Research nootropics. There are many, and yes, some improve mental performance. Simply smelling Rosemary oil when learning somethings improves long term memory 40%. There is a lot of research and many products. Some are more effective than others, and some work better for an individual than others. Some people will notice no effects at all and other may see dramatic effects. For most, it is in between those extremes. None will make you a genius if you are not. They may sharpen your performance temporarily. There are some, that with continued use, may encourage neural growth - but, the research is not all that solid. An excellent - if dated - introduction to the topic can be found in the books “Smart Drugs” and “Smart Drugs II”. Some people use “stacks” of different products to achieve a personally tailored effect.
I personally take some supplements, based on my individual needs. I take Vinpocetine (an extract of the periwinkle plant) which has a mild cognitive effect (not really even noticeable) because it also helps to improve eyesight and to protect the brain in case of a stroke (the main reason). I eat a half-dozen eggs every day for choline, and additionally take Huperzine (which reduces acetylcholine reuptake) because with my mental load I can easily deplete my stores of choline and my acetylcholine levels become lower than optimal (I learned that the hard way).
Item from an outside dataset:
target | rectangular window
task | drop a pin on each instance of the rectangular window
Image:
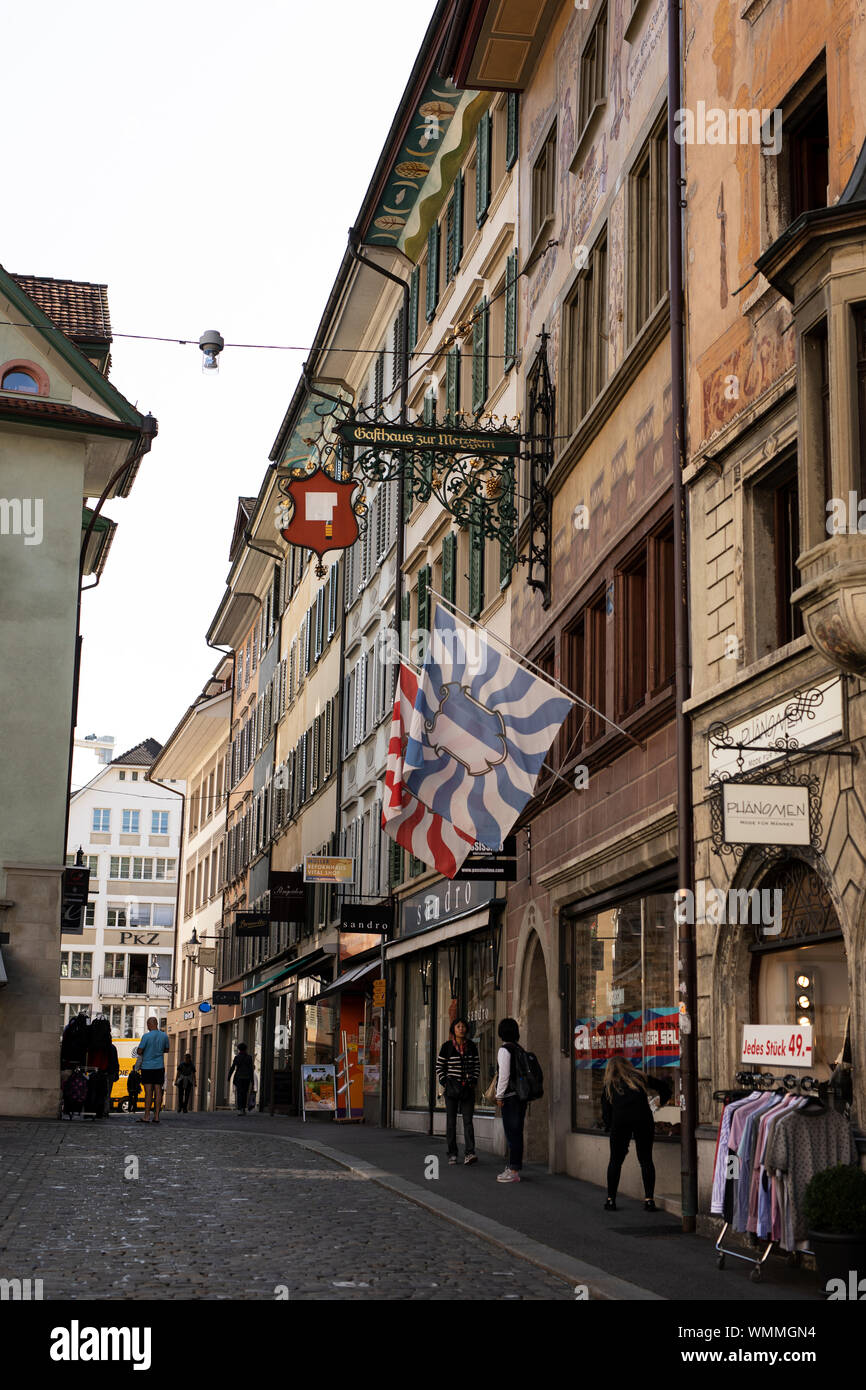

The choline doesn’t make me “sharper”, but prevents me from becoming “duller”. I take Gingko Biloba because it increases blood flow to the brain. It may have a very mild effect, but is good for the brain. I use an aromatherapy diffuser with Rosemary when studying.
Those are not everything that I might consider or take ocassionally and there are hundreds of possible products. None are a silver bullet for increasing intelligence. Most of them work by either improving memory or sharpening your focus - usually temporary, although the effects of Rosemary are longer lasting since they affect memory formation rather than memory retrieval.